# Proyek Machine Learning Rekomendasi Film - Alfandi Firnando

## Data Loading

### Import library machine learning yang diperlukan

In [7]:
import pandas as pd
from sklearn.feature_extraction.text import CountVectorizer
import nltk
nltk.download('punkt')
from nltk.tokenize import word_tokenize

[nltk_data] Downloading package punkt to /root/nltk_data...
[nltk_data]   Unzipping tokenizers/punkt.zip.

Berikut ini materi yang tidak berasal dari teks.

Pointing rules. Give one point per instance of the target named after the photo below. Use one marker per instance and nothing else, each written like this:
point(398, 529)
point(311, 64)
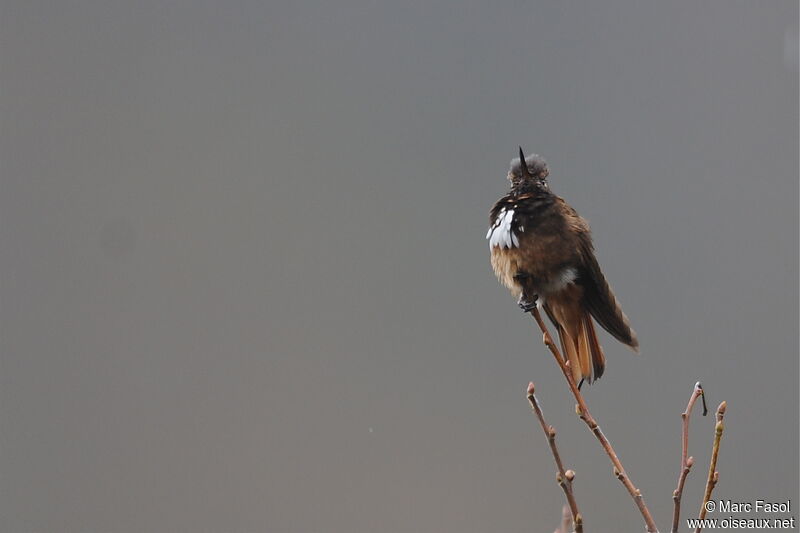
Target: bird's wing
point(599, 298)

### Connect dengan googgle drive untuk mengakses data

In [2]:
from google.colab import drive
drive.mount('/content/drive')

Mounted at /content/drive


### Melakukan data loading dari directory

In [3]:
df = pd.read_csv('/content/drive/MyDrive/content_by_synopsis.csv')
df

Unnamed: 0,title,overview
0,Toy Story,"Led by Woody, Andy's toys live happily in his ..."
1,Jumanji,When siblings Judy and Peter discover an encha...
2,Grumpier Old Men,A family wedding reignites the ancient feud be...
3,Waiting to Exhale,"Cheated on, mistreated and stepped on, the wom..."
4,Father of the Bride Part II,Just when George Banks has recovered from his ...
...,...,...
41357,Caged Heat 3000,It's the year 3000 AD. The world's most danger...
41358,Subdue,Rising and falling between a man and woman.
41359,Century of Birthing,An artist struggles to finish his work while a...
41360,Satan Triumphant,"In a small town live two brothers, one a minis..."


## Data Preparation

### Encode semua feature overview

In [8]:
 bow = CountVectorizer(stop_words='english', tokenizer=word_tokenize)
 bank = bow.fit_transform(df.overview)

### Encode overview untuk film index ke-0 yaitu film Toy Story

In [10]:
#Menampilkan overview untuk film index ke-0 yaitu film Toy Story
idx = 0
content = df.loc[idx, "overview"]
content

"Led by Woody, Andy's toys live happily in his room until Andy's birthday brings Buzz Lightyear onto the scene. Afraid of losing his place in Andy's heart, Woody plots against Buzz. But when circumstances separate Buzz and Woody from their owner, the duo eventually learns to put aside their differences."

In [11]:
#Melakukan transformasi fitur ke bentuk matrix
code = bow.transform([content])
code

<1x86740 sparse matrix of type '<class 'numpy.int64'>'
	with 28 stored elements in Compressed Sparse Row format>

In [12]:
code.toarray()

array([[0, 0, 0, ..., 0, 0, 0]])

## Modeling

###  menghitung derajat kesamaan (similarity degree) dengan teknik cosine distances

In [13]:
from sklearn.metrics.pairwise import cosine_distances

In [15]:
dist = cosine_distances(code, bank)
dist

array([[0.        , 0.68698928, 0.70198022, ..., 0.88529213, 0.68931574,
        0.75277431]])

## Evaluation

### Memberikan Rekomendasi Film

In [18]:
#Memberi rekomendasi untuk top 10 film berdasarkan kemiripan content sinopsis untuk film index ke-0
rec_idx = dist.argsort()[0, 1:11]
rec_idx

array([14706,  2945,  9984, 36827, 40606, 13404, 22084, 14078,  6172,
       27006])

In [19]:
#Menampilkan Top 10 film rekomendasi berdasarkan kemiripan synopsis
df.loc[rec_idx]

Unnamed: 0,title,overview
14706,Toy Story 3,"Woody, Buzz, and the rest of Andy's toys haven..."
2945,Toy Story 2,"Andy heads off to Cowboy Camp, leaving his toy..."
9984,The 40 Year Old Virgin,Andy Stitzer has a pleasant life with a nice a...
36827,Wabash Avenue,Andy Clark discovers he was cheated out of a h...
40606,Stasis,After a night out of partying and left behind ...
13404,The Gang's All Here,"Playboy Andy Mason, on leave from the army, ro..."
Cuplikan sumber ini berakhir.